Metropolitan News-Enterprise

 

Thursday, July 31, 2008

 

Page 3

 

Court of Appeal Justice William D. Stein to Retire

 

By STEVEN M. ELLIS, Staff Writer

 

Court of Appeal Justice William D. Stein of the First District’s Div. One has announced that he plans to step down August 31 after 24 years on the bench and join ADR Services Inc. as a private judge.

Stein, 67, told the MetNews that it had taken him a year to arrive at the decision, which was “not easy,” but he said that the time in life had come for him to move on after 20 years on the Court of Appeal.

“There comes a time when you have to stop kidding yourself,” he remarked self-deprecatingly, adding that his plans after retirement are to first “get some rest” and then travel before beginning his new job.

Stein was appointed to the Court of Appeal by then-Gov. George Deukmejian in 1988, but first joined the bench in 1984 when Deukmejian appointed him to the San Francisco Municipal Court. A year later, Deukmejian again tapped Stein for a seat on the San Francisco Superior Court.

He has since served on the California Judicial Council, as a member of the committees on Court Management and State Funding of Trial Courts and on the Federal-State Judicial Council.

A fourth generation native San Franciscan, Stein graduated from college at San Francisco State University in 1962, and then from Hastings College of the Law in 1965.

He joined the California Attorney General’s Office in San Francisco after graduation where—after earning admission to the State Bar of California the following January—he specialized in appellate cases. Stein later became a senior assistant attorney general and, just prior to his first bench appointment, served as the chief assistant attorney general in charge of the Criminal Division.

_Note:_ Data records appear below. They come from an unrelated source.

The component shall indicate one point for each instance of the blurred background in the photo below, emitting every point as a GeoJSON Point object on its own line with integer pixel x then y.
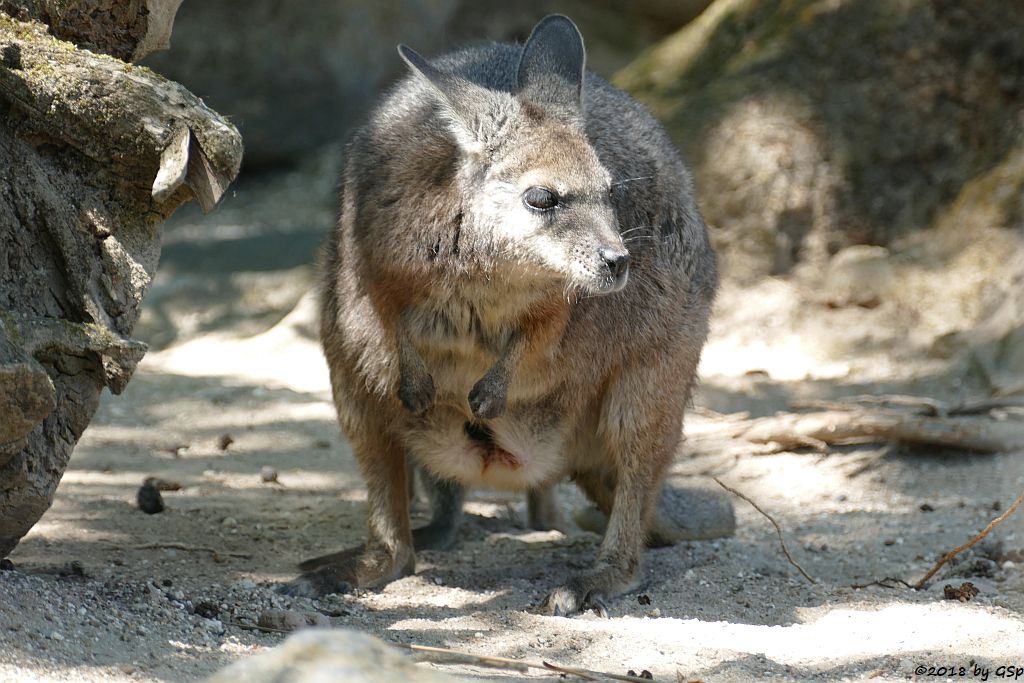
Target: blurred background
{"type": "Point", "coordinates": [860, 166]}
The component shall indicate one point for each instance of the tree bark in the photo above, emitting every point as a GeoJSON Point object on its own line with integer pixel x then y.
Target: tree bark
{"type": "Point", "coordinates": [94, 155]}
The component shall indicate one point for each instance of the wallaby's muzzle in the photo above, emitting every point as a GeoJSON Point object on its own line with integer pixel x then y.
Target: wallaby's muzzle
{"type": "Point", "coordinates": [617, 263]}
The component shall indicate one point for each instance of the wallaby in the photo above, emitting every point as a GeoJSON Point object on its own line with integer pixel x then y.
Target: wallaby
{"type": "Point", "coordinates": [518, 290]}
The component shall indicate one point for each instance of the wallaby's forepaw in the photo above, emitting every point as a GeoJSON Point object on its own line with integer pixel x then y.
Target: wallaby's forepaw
{"type": "Point", "coordinates": [572, 599]}
{"type": "Point", "coordinates": [416, 392]}
{"type": "Point", "coordinates": [487, 398]}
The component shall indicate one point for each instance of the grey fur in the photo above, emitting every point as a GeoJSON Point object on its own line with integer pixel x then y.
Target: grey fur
{"type": "Point", "coordinates": [497, 344]}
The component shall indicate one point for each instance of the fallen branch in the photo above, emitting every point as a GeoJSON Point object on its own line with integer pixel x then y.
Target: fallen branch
{"type": "Point", "coordinates": [175, 546]}
{"type": "Point", "coordinates": [916, 404]}
{"type": "Point", "coordinates": [795, 430]}
{"type": "Point", "coordinates": [956, 551]}
{"type": "Point", "coordinates": [442, 655]}
{"type": "Point", "coordinates": [778, 529]}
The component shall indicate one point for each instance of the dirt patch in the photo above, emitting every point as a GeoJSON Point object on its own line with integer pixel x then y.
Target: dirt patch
{"type": "Point", "coordinates": [175, 595]}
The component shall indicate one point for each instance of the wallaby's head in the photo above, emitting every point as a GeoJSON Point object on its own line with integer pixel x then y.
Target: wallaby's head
{"type": "Point", "coordinates": [530, 181]}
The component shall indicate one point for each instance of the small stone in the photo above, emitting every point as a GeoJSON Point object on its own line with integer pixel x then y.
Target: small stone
{"type": "Point", "coordinates": [281, 620]}
{"type": "Point", "coordinates": [207, 609]}
{"type": "Point", "coordinates": [214, 626]}
{"type": "Point", "coordinates": [150, 500]}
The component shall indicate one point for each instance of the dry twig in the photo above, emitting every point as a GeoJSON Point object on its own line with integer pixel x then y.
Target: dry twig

He also served from 1966 to 1969 in the U.S. Army Reserve, and then for the next 14 years as a member of the U.S. Navy Reserve’s Judge Advocate General Corps, ultimately attaining the rank of commander.

Stein said that his retirement marked the “culmination of a career” with the First District, pointing out that his first appearance as an attorney in 1966 was before the very court from which he was now retiring.

Noting also that both of his research attorneys had served with him for 20 years, Stein commented that his close relationship with his staff and colleagues on Div. One was the aspect of the position he would miss most.

Court of Appeal Justice Douglas E. Swager, who joined Stein in Div. One in 1995, called the justice’s retirement a “real loss” for the court, and said that he would be missed both as a colleague and a friend.

Characterizing Stein as a “war horse,” Swager praised the justice’s “tremendous insight” into cases, both criminal and civil, and recalled fondly that Stein was always prepared at every meeting of the justices with a binder full of “meticulously-made” notes.

Swager said he did not know who might be on the governor’s list as a possible replacement for Stein, noting that a vacancy in the First District’s Div. Five created by the retirement of Justice Linda M. Gemello in January had yet to be filled.

“We’re all wondering what’s going to happen,” he said.

Stein similarly declined to speculate, saying only that “I know I have little or no influence.”

A life member of the University of California Alumni Association, Stein belongs to the San Francisco Opera’s Medallion Society, the St. Francis Yacht Club, the United States Power Squadron, the Knights of St. John and the California Heritage Council where he serves on its Board of Directors.

He previously served as a member of the Board of Directors of the San Francisco Girls Choral Association, and is a former member of the California District Attorneys Association, the Airplane Owners & Pilots Association and the Soaring Society of America.

Stein and his wife, Janice, enjoy opera, yachting, travel and their Samoyed, Taras.